Grim, can you elaborate on why he would be hard pressed to say "no"? I fail to see why his status as a serving officer would preclude him from rejecting the offer of an appointed civilian advisory post.
It's not a civilian position necessarily. Service on the National Security Council can be assigned to military officers (for example, and famously, Lt. Col. Oliver North was assigned to it during the Reagan Administration). In that case, it's like any other military assignment for officers: you can resign your commission, or retire if you've got enough time, but you can't otherwise say no.So I understand, anyway.
I’ve followed some of the Army’s bright lights, such as McMaster and Nagl, for years…..and could not be more pleased with his nomination….especially after the disastrous flirtation with Flynn and Bolton. McMaster won’t pull his punches…and Trump’s going to get his feelings hurt.
McMaster is an excellent choice, of a vein with Mattis. Couldn't be more pleased.
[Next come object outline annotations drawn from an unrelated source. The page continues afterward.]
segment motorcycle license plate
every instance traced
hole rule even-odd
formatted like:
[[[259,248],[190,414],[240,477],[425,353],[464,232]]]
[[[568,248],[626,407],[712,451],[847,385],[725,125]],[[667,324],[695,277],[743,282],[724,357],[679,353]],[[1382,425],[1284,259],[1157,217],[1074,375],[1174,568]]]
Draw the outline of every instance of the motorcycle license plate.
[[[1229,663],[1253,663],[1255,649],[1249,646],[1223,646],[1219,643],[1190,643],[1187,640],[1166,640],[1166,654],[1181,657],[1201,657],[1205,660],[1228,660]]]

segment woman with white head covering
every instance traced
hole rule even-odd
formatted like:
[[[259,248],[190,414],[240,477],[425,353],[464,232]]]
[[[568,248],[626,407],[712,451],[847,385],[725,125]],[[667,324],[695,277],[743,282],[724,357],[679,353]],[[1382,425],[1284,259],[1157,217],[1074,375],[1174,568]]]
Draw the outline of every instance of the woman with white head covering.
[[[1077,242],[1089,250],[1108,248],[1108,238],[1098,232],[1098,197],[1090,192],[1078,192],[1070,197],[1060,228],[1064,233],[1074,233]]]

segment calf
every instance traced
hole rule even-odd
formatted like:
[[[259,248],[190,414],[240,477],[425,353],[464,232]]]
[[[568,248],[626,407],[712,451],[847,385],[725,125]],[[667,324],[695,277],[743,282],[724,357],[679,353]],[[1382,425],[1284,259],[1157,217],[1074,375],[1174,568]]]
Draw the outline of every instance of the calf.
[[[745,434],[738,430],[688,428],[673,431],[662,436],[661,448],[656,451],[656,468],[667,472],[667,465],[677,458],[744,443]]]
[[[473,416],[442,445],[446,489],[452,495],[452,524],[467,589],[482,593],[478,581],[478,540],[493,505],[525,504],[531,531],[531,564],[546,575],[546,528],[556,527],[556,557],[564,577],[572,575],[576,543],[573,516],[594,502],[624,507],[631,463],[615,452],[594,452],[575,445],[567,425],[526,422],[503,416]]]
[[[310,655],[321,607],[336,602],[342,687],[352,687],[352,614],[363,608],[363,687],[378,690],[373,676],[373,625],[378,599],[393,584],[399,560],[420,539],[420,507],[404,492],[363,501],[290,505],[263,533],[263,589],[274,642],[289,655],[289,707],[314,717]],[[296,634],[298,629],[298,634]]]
A friend just recently pointed me to this speech of McMasters from 2014:http://blogs.cfr.org/davidson/2014/11/18/the-warrior-ethos-at-risk-h-r-mcmasters-remarkable-veterans-day-speech/
I would have been quite happy with Bolton, but this is good to be sure.Not sure why you think Trump's feelings would be hurt, Unknown, as it seems he's quite willing to pick strong minded people- in fact seems to favor them. I see no actual sign of the kind of sycophancy (voluntary and forced) that was endemic in the Obama years.I forget who, but it was someone with cred, said that this was the best security team since Eisenhower.